The women were spread out down the length of the rock shelter, busy with their separate tasks. Some of them were stamping the corn in mortars carved from a dried tree-trunk, using a heavy wooden pestle that they swung up with both hands above their head and then let drop of its own weight into the cup of the mortar, clapping their hands and then seizing the club to lift it for the next stroke. Others were plaiting bark cloth for sleeping-mats, or tanning wild animals’ skins, or stringing ceramic beads. Over it all hung the faint blue mist of the cooking-fires, and the sweet hum of women’s voices, interspersed with the gurgling and chirping of black babes who crawled naked on the rocky floor, or hung like fat limpets from their mothers’ breasts.
Juba was at the far end of the shelter, imparting to two of her daughters and the new wife of one of her middle sons the delicate secrets of beer-brewing. The sorghum grain had been soaked and had germinated, now came the drying and grinding of the yeast. It was an absorbing task, and Juba did not become aware of the presence of her senior daughter-in-law and her eldest grandson until they stood over her. Then she looked up, and her smile split the great round of her face.
‘My mother,’ Tanase knelt before her respectfully. ‘I must speak with you.’
Juba struggled to rise, but was pinned by her own vast weight. Her daughters took an elbow each and heaved her
upright. Once she was on her feet, she moved with surprising agility, swept Tungata onto her hip and carried him easily along the pathway. Tanase fell in beside her.
‘Bazo has sent for me,’ Tanase told her. ‘There is dissension amongst the indunas, Bazo needs the words of the Umlimo made clear. Without that the struggle will fall into vacillation and talk. We will lose all that we have won so dearly.’

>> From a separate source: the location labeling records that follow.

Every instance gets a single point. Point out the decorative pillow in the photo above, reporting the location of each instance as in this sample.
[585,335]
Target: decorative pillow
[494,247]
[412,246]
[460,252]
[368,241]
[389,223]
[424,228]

‘Then you must go, my child.’
‘I must go swiftly, I cannot take Tungata with me.’
‘He is safe here, I will look after him. When do you leave?’
‘Immediately.’
Juba sighed and nodded. ‘So be it.’
Tanase touched the child’s cheek. ‘Obey your grandmother,’ she said softly, and like a shadow was gone around the bend of the narrow pathway.
Tanase passed through the granite portals that guarded the valley of the Umlimo. She had only her memories of this place for travelling companions, and they were not good company. Yet when she went down the path, she walked straight, with a kind of antelope grace, her long limbs swinging freely and her head held high on the long heron’s neck.
As soon as she entered the little cluster of huts in the bottom of the valley, her trained senses were immediately aware of the tensions and angers that hung over the place like a sickly miasma over a fever swamp. She could feel the anger and frustration in Bazo when she knelt before him, and made her dutiful obeisance. She knew so well what those knots of tense muscle at the points of his clenched jaw and the reddish glaze in his eyes meant.
Before she rose, she had noted how the indunas had drawn into two separate groups. On one side the elders, and facing them the young and headstrong were ranged about Bazo. She crossed the space between them and knelt before Gandang and his white-headed brothers, Somabula and Babiaan.